使用Go解码文本时会忽略非法字节吗？

I'm converting a Go program that decodes email messages. It currently runs iconv to do the actual decoding, which of course has overhead. I would like to use the golang.org/x/text/transform and golang.org/x/net/html/charset packages to do this. Here is working code:

// cs is the charset that the email body is encoded with, pulled from
// the Content-Type declaration.
enc, name := charset.Lookup(cs)
if enc == nil {
    log.Fatalf("Can't find %s", cs)
}
// body is the email body we're converting to utf-8
r := transform.NewReader(strings.NewReader(body), enc.NewDecoder())

// result contains the converted-to-utf8 email body
result, err := ioutil.ReadAll(r)

That works great except for when it encounters illegal bytes, which unfortunately is not an uncommon experience when dealing with email in the wild. ioutil.ReadAll() returns an error and all the converted bytes up until the problem. Is there a way to tell the transform package to ignore illegal bytes? Right now, we use the -c flag to iconv to do that. I've gone through the docs for the transform package, and I can't tell if it's possible or not.

UPDATE: Here's a test program that shows the problem (the Go playground doesn't have the charset or transform packages...). The raw text was taken from an actual email. Yep, it's in English, and yep, the charset in the email was set to EUC-KR. I need it to ignore that apostrophe.

package main

import (
    "io/ioutil"
    "log"
    "strings"

    "golang.org/x/net/html/charset"
    "golang.org/x/text/transform"
)

func main() {
    raw := `So, at 64 kBps, or kilobits per second, you’re getting 8 kilobytes a second.`
    enc, _ := charset.Lookup("euc-kr")
    r := transform.NewReader(strings.NewReader(raw), enc.NewDecoder())
    result, err := ioutil.ReadAll(r)
    if err != nil {
        log.Printf("ReadAll returned %s", err)
    }
    log.Printf("RESULT: '%s'", string(result))
}

Here is the solution I went with. Instead of using a Reader, I allocate the destination buffer by hand and call the Transform() function directly. When Transform() errors out, I check for a short destination buffer, and reallocate if necessary. Otherwise I skip a rune, assuming that it is the illegal character.

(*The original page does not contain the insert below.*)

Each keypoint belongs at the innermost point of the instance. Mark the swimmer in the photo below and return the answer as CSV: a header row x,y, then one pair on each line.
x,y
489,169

For completeness, I should also check for a short input buffer, but I do not do so in this example.

raw := `So, at 64 kBps, or kilobits per second, you’re getting 8 kilobytes a second.`
enc, _ := charset.Lookup("euc-kr")
dst := make([]byte, len(raw))
d := enc.NewDecoder()

var (
    in  int
    out int
)
for in < len(raw) {
    // Do the transformation
    ndst, nsrc, err := d.Transform(dst[out:], []byte(raw[in:]), true)
    in += nsrc
    out += ndst
    if err == nil {
        // Completed transformation
        break
    }
    if err == transform.ErrShortDst {
        // Our output buffer is too small, so we need to grow it
        log.Printf("Short")
        t := make([]byte, (cap(dst)+1)*2)
        copy(t, dst)
        dst = t
        continue
    }
    // We're here because of at least one illegal character. Skip over the current rune
    // and try again.
    _, width := utf8.DecodeRuneInString(raw[in:])
    in += width
}

enc.NewDecoder() results in a transform.Transformer. The doc of NewDecoder() says:

Transforming source bytes that are not of that encoding will not result in an error per se. Each byte that cannot be transcoded will be represented in the output by the UTF-8 encoding of '\uFFFD', the replacement rune.

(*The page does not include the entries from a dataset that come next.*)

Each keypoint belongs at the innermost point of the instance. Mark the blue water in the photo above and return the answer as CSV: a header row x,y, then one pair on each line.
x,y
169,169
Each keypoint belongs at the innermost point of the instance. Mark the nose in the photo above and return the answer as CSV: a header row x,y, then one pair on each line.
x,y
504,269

This tells us it is the reader failing on the replacement rune (also known as the error rune). Fortunately it is easy to strip those out.

golang.org/x/text/transform provides two helper functions we can use to solve this problem. Chain() takes a set of transformers and chains them together. RemoveFunc() takes a function and filters out all bytes for which it returns true.

Something like the following (untested) should work:

filter := transform.Chain(enc.NewDecoder(), transform.RemoveFunc(func (r rune) bool {
    return r == utf8.RuneError
}))
r := transform.NewReader(strings.NewReader(body), filter)

That should filter out all rune-errors before they get to the reader and blow up.